Rocky-bottom stream Teanaway river near Cle Elum

This summer, our crews will sample 50 randomly selected sites in the Mid-Columbia Region. To learn more about our 2024 sampling plans, take a look at our focus sheet: Watershed Health Monitoring 2024 — Mid-Columbia Region.

Regional rotation

Each year we sample randomly selected sites in one of the eight Status and Trends Regions.  This rotation allows us to complete an extensive protocol for the required number of sites in each region.  We are looking forward to completing the third round of sampling in 2028 and reviewing data from three statewide rotations!

The regional rotation schedule is shown below.

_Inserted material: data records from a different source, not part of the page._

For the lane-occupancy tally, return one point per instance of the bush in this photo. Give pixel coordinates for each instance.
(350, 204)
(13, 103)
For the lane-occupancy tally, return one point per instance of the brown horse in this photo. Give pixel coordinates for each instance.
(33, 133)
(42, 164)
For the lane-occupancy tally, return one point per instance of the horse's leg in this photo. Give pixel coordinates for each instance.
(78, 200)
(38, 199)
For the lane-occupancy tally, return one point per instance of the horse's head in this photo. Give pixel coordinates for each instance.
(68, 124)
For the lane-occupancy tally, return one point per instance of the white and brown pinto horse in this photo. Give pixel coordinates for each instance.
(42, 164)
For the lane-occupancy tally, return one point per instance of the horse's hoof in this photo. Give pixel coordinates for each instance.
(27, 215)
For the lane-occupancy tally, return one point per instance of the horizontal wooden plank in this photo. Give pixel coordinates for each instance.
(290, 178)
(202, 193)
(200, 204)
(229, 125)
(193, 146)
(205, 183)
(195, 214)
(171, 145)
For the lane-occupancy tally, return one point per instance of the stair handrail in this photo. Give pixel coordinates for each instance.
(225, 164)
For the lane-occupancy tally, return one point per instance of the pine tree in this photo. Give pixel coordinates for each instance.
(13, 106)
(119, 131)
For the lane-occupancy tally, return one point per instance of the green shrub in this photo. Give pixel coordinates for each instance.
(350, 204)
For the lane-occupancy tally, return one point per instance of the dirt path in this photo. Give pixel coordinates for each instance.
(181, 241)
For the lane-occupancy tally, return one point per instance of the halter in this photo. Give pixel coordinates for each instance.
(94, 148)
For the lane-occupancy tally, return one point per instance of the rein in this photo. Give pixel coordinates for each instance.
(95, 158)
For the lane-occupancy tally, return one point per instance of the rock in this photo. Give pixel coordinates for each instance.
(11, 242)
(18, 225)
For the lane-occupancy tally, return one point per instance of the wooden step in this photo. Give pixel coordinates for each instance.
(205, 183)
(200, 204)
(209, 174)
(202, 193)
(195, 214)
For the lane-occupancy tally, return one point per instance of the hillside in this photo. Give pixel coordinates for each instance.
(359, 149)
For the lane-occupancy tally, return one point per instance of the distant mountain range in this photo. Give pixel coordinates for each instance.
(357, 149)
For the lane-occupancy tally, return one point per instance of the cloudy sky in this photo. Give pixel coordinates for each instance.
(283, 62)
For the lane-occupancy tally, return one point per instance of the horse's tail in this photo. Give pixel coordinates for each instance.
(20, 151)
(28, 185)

Status and Trends Monitoring Regions Round 1 Round 2 Round 3
Puget Sound 2009 2013 2021
Coastal 2010 2014 2022
Lower Columbia River 2010 2014 2023
Mid Columbia 2011 2015 2024
Snake River 2011 2016 2025
Upper Columbia 2012 2017 2026
Northeast Washington 2012 2018 2027
Unlisted Washington 2010 2019 2028


Candidate sampling sites

We use a "master sample" of 547,877 statistically selected points from the Pacific Northwest Hydrologic Region. These can be used for conducting unbiased surveys at various scales, including statewide or by region.

Three people walking on a trail carrying backpacks, nets, and rods

Each year, we evaluate the master sample within the next scheduled region. Using maps and other research, we evaluate each site on the list and reject sites that do not fit sample-design criteria as described in our protocols.

This is a multi-step process that starts with screening out sites on federal lands and tribal reservations. Crews sample 50 sites in most regions and only 30 sites in the Unlisted Region.

So far in 2024, we've narrowed a candidate site list to the 449 sites mapped on this page. These are organized by Strahler stream order size, a method based on how many tributaries enter a stream. We seek to sample 50 sites in 2024, with 10 sites in each of five size classes. Streams are ordered by size ranging from category one, small headwater streams, to category five, large streams and rivers.

Sites are only accessed with permission of the landowners.